The Americans were killed in a clash with militants in the troubled southeastern province of Paktika, the military said. The dead were not immediately identified.

Two other Americans were slightly wounded and six Afghan government troops were taken to a U.S. base for treatment, a military statement said.

According to the Defense Department, 137 U.S. military personnel have died in Operation Enduring Freedom, launched after the Sept. 11, 2001, attacks in the United States. Some 99 of the fatalities have been in or around Afghanistan (search), and 54 of them have been troops killed in action.

In northern Afghanistan, Nayiamatullah Shahrani, one of the country's four vice presidents, and a Cabinet minister were on route to to inspect a road project when their convoy struck the bomb in the Khanabad district of Kunduz province.

The bomb, hidden by the roadside, was detonated by remote control and damaged a car carrying Shahrani's bodyguards in the 20-vehicle convoy, Police Chief Mutaleb Beg said.

"It damaged one of the cars and one of his guards was slightly hurt by the flying glass," he said. Beg blamed "enemies" for the attack, but didn't elaborate. No one was arrested.

Shahrani and Urban Development Minister Gul Agha Sherzai, who was also in the convoy, were unharmed and continued to Takhar province.

On Thursday, Karzai aborted his first major campaign event when suspected Taliban fired a rocket at the U.S. military helicopter bringing him to a school opening in southeastern Afghanistan.

The American deaths came amid a flurry of reported attacks on U.S. troops across the troubled south and east of the country, where Taliban-led insurgents are most active.

The military statement said that in Zabul province, close to the Pakistani border, U.S.-led forces killed several militants in a clash north of Qalat, the provincial capital.

Coalition forces also came under fire near Deh Rawood, a town in Uruzgan province where American forces have a base. U.S. and Afghan troops also came under fire in another skirmish Monday, injuring one of the Afghans, the statement said.

More than 900 people have died in political violence across Afghanistan this year, and officials are braced for more. Election workers have also been directly targeted, with 10 killed so far, but the violence has failed to prevent millions of Afghans from registering to vote.

Maj.
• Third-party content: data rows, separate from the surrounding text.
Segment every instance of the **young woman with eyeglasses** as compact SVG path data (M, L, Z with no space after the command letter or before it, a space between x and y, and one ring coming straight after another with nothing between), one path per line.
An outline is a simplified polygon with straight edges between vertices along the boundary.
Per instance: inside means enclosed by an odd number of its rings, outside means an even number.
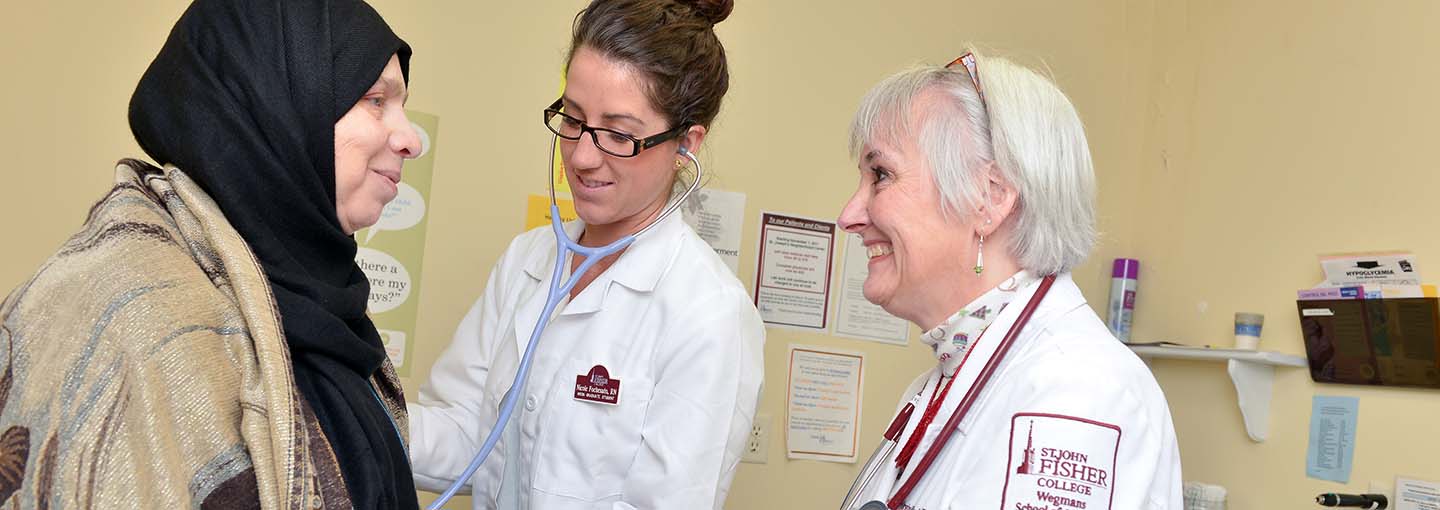
M595 0L574 23L555 136L578 221L603 246L656 222L728 88L714 24L730 0ZM541 126L535 126L540 129ZM444 489L493 427L555 262L515 238L410 406L417 486ZM582 257L565 267L575 270ZM568 274L562 277L569 277ZM765 330L678 215L586 272L540 337L475 508L720 508L754 417Z

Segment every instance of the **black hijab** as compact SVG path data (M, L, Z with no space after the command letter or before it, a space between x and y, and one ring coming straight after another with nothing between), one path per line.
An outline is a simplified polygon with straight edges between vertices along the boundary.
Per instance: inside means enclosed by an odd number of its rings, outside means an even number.
M385 359L370 285L335 214L335 122L410 47L359 0L197 0L140 79L130 130L220 205L260 259L295 384L356 508L417 508L399 431L370 386Z

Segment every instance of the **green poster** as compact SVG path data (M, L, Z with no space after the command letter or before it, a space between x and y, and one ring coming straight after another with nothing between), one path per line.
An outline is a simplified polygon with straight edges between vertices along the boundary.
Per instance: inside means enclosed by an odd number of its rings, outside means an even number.
M435 140L440 119L428 113L406 111L420 135L420 157L405 162L399 192L385 206L380 221L355 233L360 245L355 262L370 279L370 318L380 330L385 351L395 370L410 376L410 354L415 345L415 312L419 308L421 263L425 260L425 230L430 181L435 170Z

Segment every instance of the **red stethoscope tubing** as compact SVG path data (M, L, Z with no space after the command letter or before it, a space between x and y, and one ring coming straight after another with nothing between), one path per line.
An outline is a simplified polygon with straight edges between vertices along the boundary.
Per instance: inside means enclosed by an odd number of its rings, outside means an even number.
M940 451L945 448L945 443L950 441L951 435L954 435L955 429L960 428L960 422L965 419L965 414L970 411L970 406L980 396L980 390L985 387L985 383L990 381L990 376L995 373L995 367L1000 365L1000 361L1005 358L1005 353L1010 351L1010 345L1015 343L1015 337L1020 336L1020 330L1025 329L1025 324L1030 322L1030 316L1035 313L1035 308L1040 305L1040 300L1050 292L1050 286L1054 283L1055 275L1049 275L1040 280L1040 286L1035 289L1035 295L1030 298L1030 301L1025 303L1025 308L1020 310L1020 316L1015 319L1015 325L1010 327L1010 331L1005 333L1005 338L1000 340L1000 345L995 347L995 355L991 356L990 361L985 363L985 367L980 369L980 375L975 379L975 384L970 386L970 390L965 392L965 398L960 401L960 405L950 413L950 419L945 421L945 428L940 429L940 436L935 438L935 444L925 450L925 456L921 457L920 463L915 465L915 471L910 473L910 478L905 479L905 483L900 485L900 488L895 491L895 495L891 496L890 501L885 504L887 508L899 508L905 503L905 498L910 497L910 491L915 490L915 484L920 483L925 472L930 470L930 464L935 462L935 457L940 455Z

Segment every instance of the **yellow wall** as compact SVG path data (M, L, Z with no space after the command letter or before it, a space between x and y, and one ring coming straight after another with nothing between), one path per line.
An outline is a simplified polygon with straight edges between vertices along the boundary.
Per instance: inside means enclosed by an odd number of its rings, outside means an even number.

Scott Nelson, a U.S. military spokesman, said "relatively high-ranking" members of Al Qaeda and the Taliban — as well as rebel Afghan faction Hezb-e Islami, led by Gulbuddin Hekmatyar — have held several meetings in Pakistan on how to derail the vote.
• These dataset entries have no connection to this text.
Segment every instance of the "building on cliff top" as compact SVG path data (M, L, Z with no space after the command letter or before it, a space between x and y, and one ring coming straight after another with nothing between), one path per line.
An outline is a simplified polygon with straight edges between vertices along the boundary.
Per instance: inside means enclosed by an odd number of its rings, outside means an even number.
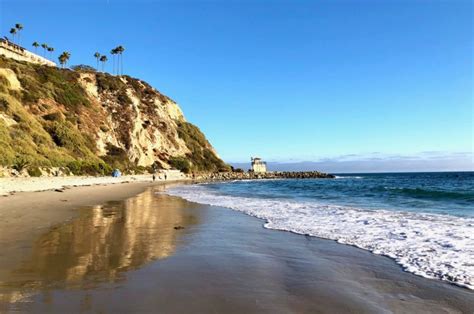
M252 171L257 173L265 173L267 172L267 163L259 157L250 157L252 162Z
M53 61L43 58L36 53L30 52L25 48L3 38L0 38L0 56L5 56L17 61L26 61L36 64L48 65L51 67L56 66L56 63Z

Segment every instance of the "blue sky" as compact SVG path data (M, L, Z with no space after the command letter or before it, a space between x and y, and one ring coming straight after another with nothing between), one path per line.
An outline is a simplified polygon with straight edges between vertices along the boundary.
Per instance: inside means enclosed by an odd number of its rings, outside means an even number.
M472 19L471 1L0 1L2 35L20 22L71 64L123 45L126 74L228 162L377 154L386 170L426 152L472 169Z

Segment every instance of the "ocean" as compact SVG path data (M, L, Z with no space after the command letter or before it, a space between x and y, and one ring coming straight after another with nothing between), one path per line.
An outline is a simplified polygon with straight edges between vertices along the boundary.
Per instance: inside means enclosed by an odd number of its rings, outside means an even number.
M474 172L204 183L168 194L264 219L268 229L353 245L416 275L474 289Z

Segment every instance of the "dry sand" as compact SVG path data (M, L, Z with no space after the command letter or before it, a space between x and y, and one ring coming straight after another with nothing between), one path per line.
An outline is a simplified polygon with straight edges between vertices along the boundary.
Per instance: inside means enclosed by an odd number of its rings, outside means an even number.
M473 291L162 189L0 198L0 312L473 312Z
M183 180L184 175L178 171L166 171L168 180ZM163 174L157 174L157 181L164 181ZM15 192L37 192L62 189L64 187L88 186L99 184L117 184L128 182L153 182L151 174L146 175L127 175L114 178L112 176L87 177L87 176L69 176L69 177L25 177L25 178L0 178L0 196L9 195Z

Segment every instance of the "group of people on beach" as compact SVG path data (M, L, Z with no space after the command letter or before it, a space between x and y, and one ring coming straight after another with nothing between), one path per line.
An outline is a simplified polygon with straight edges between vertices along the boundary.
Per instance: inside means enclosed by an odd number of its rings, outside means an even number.
M158 179L160 179L160 178L158 178ZM165 173L165 181L166 181L167 179L168 179L168 176L167 176L166 173ZM153 182L155 182L155 180L156 180L156 174L154 173L154 174L153 174Z

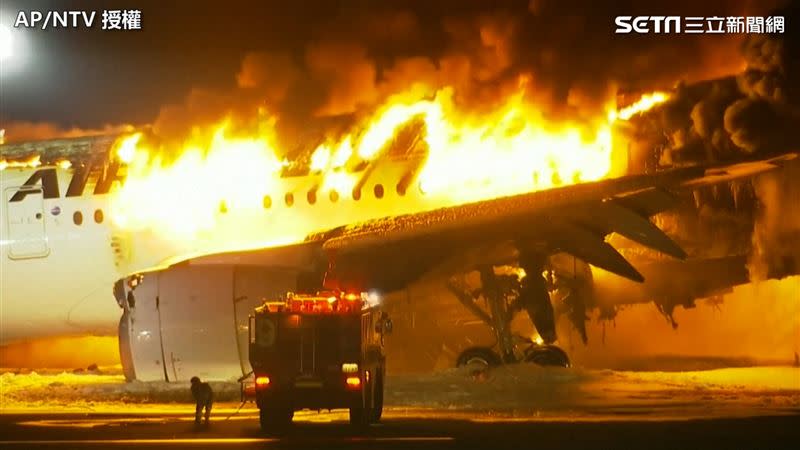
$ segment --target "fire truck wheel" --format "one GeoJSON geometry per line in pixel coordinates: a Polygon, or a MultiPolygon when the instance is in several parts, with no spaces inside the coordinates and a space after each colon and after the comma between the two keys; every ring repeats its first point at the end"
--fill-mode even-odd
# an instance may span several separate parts
{"type": "Polygon", "coordinates": [[[375,392],[373,393],[372,399],[374,400],[372,404],[372,417],[370,421],[372,423],[380,422],[381,415],[383,414],[383,375],[378,374],[375,378],[375,392]]]}
{"type": "Polygon", "coordinates": [[[261,429],[263,431],[279,431],[292,424],[294,410],[291,408],[264,408],[260,411],[261,429]]]}
{"type": "Polygon", "coordinates": [[[364,387],[364,406],[350,408],[350,425],[364,427],[369,425],[372,419],[372,386],[374,382],[369,382],[364,387]]]}
{"type": "Polygon", "coordinates": [[[350,408],[350,425],[363,427],[367,424],[367,410],[361,406],[350,408]]]}

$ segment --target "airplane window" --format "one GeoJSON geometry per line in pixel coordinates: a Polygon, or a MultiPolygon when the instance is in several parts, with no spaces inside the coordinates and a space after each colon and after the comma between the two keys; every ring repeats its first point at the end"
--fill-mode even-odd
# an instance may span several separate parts
{"type": "Polygon", "coordinates": [[[292,206],[294,204],[294,194],[287,192],[284,200],[286,201],[286,206],[292,206]]]}
{"type": "Polygon", "coordinates": [[[375,198],[383,198],[383,185],[376,184],[375,185],[375,198]]]}
{"type": "Polygon", "coordinates": [[[94,221],[96,223],[103,223],[103,210],[102,209],[96,209],[94,211],[94,221]]]}
{"type": "Polygon", "coordinates": [[[264,209],[269,209],[272,206],[272,198],[269,195],[264,196],[264,209]]]}
{"type": "Polygon", "coordinates": [[[80,211],[75,211],[72,215],[72,221],[75,222],[75,225],[80,225],[83,223],[83,214],[80,211]]]}
{"type": "Polygon", "coordinates": [[[336,201],[339,200],[339,193],[336,192],[336,190],[331,189],[331,192],[330,194],[328,194],[328,197],[330,197],[331,203],[336,203],[336,201]]]}
{"type": "Polygon", "coordinates": [[[400,195],[406,195],[406,188],[403,186],[403,183],[397,183],[397,193],[400,195]]]}
{"type": "Polygon", "coordinates": [[[353,200],[361,200],[361,189],[353,189],[353,200]]]}
{"type": "Polygon", "coordinates": [[[308,200],[308,204],[309,205],[313,205],[314,203],[317,203],[317,190],[316,189],[312,189],[312,190],[308,191],[308,194],[306,194],[306,199],[308,200]]]}
{"type": "Polygon", "coordinates": [[[225,204],[225,200],[219,202],[219,212],[225,214],[228,212],[228,205],[225,204]]]}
Citing intelligence reports, Nelson said the participants were also discussion how to deal with increasing crackdowns on both sides of the Afghan-Pakistani border to root out their activities.

The Pakistani government said the idea that such meetings could have taken place on its territory was "baseless."
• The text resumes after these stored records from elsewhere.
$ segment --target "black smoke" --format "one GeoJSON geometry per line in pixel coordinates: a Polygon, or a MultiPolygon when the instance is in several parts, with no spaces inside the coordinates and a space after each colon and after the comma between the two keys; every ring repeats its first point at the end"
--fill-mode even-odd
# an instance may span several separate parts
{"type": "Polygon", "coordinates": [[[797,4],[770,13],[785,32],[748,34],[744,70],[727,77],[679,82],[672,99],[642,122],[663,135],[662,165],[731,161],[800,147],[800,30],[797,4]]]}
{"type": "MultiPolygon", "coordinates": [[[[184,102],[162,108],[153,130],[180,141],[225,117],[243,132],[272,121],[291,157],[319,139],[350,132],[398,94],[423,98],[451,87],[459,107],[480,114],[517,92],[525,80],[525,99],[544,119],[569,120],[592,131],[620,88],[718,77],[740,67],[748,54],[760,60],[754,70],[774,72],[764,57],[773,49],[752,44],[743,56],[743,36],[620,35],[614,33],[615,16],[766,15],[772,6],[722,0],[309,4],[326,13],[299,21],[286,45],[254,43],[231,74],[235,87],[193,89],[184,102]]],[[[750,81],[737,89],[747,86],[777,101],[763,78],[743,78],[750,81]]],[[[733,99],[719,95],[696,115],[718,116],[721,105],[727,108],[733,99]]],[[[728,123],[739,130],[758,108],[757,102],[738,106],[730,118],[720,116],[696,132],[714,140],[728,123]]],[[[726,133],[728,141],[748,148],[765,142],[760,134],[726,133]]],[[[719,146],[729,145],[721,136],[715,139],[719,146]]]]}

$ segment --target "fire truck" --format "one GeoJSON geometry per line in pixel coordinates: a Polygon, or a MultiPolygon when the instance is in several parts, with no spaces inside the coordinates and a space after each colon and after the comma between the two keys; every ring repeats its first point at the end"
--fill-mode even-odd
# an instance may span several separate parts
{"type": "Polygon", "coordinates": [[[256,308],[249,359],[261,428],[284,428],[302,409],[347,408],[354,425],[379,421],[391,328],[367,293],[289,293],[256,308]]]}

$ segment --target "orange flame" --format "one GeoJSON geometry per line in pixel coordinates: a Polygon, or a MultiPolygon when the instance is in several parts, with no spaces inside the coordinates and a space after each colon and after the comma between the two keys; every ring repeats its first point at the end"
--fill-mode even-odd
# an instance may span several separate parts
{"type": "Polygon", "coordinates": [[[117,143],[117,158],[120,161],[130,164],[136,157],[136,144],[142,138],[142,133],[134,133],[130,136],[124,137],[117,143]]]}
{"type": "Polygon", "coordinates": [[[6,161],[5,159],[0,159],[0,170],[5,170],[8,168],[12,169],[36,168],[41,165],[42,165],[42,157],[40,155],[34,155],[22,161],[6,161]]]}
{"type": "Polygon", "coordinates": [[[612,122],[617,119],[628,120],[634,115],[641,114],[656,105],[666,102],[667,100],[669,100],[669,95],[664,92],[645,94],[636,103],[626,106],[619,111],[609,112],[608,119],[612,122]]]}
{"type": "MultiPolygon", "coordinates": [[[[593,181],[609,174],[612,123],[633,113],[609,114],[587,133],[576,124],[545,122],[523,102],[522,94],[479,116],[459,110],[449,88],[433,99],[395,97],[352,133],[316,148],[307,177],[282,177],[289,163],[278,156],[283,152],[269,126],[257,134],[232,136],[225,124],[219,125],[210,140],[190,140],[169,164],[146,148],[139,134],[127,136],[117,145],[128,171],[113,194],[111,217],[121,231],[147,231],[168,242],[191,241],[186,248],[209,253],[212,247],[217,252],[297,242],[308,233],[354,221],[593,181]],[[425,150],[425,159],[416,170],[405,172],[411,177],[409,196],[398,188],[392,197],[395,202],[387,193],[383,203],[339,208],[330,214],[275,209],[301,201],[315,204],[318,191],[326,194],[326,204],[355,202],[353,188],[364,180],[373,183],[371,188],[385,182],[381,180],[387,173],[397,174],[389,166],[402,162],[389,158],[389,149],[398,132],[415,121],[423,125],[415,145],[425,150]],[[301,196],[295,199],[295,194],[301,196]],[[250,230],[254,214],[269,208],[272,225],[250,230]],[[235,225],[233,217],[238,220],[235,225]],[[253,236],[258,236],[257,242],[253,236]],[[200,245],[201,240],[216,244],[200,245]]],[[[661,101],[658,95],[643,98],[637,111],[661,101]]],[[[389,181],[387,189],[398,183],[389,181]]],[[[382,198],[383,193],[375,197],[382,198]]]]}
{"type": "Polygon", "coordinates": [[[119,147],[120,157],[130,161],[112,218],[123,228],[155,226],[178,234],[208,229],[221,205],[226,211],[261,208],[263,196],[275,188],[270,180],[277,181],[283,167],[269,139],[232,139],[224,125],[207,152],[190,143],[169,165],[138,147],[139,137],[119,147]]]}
"Al-Qaida and remnants of the Taliban regime are on the run in Pakistan. They cannot hold conferences," Foreign Ministry spokesman Masood Khan said in Islamabad.

The U.S. military was "looking in the wrong direction," he said. "The real danger lies inside Afghanistan" from warlords, drug traffickers and insurgents.

Nelson said it was "certainly" possible that Usama bin Laden (search) and other leaders of Al Qaeda were in the rugged border region — on either side of the porous border.

Maj. Gen. Eric Olson, the operational commander of the U.S.-led force in Afghanistan, said this month that he had no fix on where bin Laden or his deputy, Ayman al-Zawahri, were located.

But he said he believed the Al Qaeda leaders were still pulling some of the strings in the stubborn Afghan insurgency.

Olson cited a car bombing that killed about 10 people, including three Americans, at the office of a U.S. security company in Kabul last month. He said a splinter group of Al Qaeda with Pakistani and Afghan members may have been responsible.

Thousands of Pakistani forces have carried out bloody offensives in the Waziristan tribal region next to the border, bombing a suspected training camp and killing scores of suspected militants.

Nelson said U.S.-allied forces had intensified their campaign against militants in the neighboring Paktika, Paktia and Khost provinces of Afghanistan.